Chen, Yunfeng, Setiawan, Laurentia, Chou, Shuren, Hu, Xiao, Wang, Rong
Journal of membrane science 2016 v.503 pp. 90-100
artificial membranes, atomic force microscopy, energy, osmosis, sodium chloride, strength (mechanics)
Pressure retarded osmosis (PRO) is a promising energy harvesting technique. However, when polymeric hollow fiber membrane is used for the PRO process, the mechanical strength of the membrane is a big concern. As hollow fiber membrane is self-supported and due to its polymeric nature, it may gradually deform over time under high pressure loading, or membrane “creeping” will occur. Current work is the first attempt to analyze the membrane creeping phenomenon of a novel thin film composite (TFC) hollow fiber. The membrane creeping was evaluated via nanoindentation by using atomic force microscope (AFM).

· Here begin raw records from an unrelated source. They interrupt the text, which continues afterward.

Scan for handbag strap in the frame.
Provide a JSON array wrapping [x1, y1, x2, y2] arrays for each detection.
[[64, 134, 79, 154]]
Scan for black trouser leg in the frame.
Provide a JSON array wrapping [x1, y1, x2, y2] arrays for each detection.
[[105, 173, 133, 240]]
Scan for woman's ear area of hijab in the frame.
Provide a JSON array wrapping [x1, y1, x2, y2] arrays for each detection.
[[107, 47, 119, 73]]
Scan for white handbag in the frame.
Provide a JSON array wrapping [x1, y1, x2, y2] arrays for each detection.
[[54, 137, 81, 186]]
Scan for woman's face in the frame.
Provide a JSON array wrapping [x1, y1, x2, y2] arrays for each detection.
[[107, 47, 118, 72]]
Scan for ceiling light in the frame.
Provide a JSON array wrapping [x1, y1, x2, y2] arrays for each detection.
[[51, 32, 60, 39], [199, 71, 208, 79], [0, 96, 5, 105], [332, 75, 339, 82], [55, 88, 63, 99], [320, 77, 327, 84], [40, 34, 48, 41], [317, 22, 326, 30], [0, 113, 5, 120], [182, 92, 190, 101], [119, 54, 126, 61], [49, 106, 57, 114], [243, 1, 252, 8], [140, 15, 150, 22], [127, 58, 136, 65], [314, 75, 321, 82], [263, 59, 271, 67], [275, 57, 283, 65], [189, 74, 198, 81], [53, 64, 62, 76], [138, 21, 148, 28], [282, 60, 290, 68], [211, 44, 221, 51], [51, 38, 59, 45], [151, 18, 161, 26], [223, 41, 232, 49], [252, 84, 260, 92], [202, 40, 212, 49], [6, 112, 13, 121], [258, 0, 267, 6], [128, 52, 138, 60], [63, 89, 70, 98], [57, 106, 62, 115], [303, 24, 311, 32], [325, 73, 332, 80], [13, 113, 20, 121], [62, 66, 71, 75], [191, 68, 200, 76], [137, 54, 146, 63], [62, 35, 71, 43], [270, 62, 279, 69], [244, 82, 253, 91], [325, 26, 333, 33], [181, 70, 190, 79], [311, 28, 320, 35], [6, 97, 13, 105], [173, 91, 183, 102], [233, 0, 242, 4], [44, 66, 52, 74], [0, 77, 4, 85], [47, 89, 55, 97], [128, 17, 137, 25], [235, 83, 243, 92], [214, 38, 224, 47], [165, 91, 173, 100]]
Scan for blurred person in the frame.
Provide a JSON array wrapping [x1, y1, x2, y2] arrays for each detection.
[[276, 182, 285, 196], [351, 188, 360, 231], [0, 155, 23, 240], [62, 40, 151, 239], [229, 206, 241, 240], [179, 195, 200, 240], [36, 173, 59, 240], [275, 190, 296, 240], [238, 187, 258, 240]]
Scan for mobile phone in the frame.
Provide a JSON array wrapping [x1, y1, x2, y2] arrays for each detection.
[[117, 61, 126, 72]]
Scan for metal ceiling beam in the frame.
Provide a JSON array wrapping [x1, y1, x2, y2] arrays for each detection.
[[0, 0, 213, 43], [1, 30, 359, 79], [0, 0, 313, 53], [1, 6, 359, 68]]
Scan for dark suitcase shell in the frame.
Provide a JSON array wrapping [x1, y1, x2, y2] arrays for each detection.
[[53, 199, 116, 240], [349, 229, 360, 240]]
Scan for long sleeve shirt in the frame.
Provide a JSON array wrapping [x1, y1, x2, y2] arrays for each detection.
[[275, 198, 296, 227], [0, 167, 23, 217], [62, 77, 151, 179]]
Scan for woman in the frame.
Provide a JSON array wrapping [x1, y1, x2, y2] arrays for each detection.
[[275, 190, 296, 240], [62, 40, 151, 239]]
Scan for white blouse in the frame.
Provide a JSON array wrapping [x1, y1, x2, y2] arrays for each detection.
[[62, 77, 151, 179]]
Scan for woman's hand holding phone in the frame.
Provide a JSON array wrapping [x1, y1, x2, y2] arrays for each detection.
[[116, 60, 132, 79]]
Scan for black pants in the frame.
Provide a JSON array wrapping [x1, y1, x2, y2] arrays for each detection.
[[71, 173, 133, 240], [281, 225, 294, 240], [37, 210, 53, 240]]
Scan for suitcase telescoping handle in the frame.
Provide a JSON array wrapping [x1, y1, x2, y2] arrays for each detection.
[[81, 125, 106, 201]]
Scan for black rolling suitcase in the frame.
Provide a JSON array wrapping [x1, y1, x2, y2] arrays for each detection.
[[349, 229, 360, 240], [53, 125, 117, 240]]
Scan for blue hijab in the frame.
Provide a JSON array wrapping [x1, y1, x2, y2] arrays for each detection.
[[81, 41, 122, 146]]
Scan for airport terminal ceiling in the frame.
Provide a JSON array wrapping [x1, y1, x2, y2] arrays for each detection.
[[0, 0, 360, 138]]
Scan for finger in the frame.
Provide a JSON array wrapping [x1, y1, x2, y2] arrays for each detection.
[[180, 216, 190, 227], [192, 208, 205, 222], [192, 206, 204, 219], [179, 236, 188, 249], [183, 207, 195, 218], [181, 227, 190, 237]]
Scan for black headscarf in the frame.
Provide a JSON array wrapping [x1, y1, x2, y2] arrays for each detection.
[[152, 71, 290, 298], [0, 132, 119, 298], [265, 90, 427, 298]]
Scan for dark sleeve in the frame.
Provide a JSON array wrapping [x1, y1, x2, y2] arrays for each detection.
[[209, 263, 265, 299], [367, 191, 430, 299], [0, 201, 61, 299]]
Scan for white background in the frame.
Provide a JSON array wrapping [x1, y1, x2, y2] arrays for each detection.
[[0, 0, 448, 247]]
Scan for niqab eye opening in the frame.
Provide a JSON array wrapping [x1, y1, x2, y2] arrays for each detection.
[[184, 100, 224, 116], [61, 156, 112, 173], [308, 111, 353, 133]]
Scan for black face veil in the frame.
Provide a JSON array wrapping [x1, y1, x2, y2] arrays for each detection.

A non-stop 200-hour PRO test and integrity check, which have not been reported previously, were carried out to investigate the membrane performance under various operating pressures. The results show that the membrane is able to produce a stable power density output of 19.2W/m² at 15.0bar, using 1.0M NaCl as the draw solution and DI water as the feed water. Membrane creeping was observed when the applied pressure exceeded the safe operation limit (or the flux turning point, where the membrane flux started to increase with increasing applied pressure in the PRO mode), which caused an irreversible damage to the membranes. This study identified safe and optimum operation conditions of the laboratory-made PRO hollow fiber membrane to achieve the most favorable PRO performance. It provides guidance for practical applications of polymeric hollow fiber membranes in PRO process.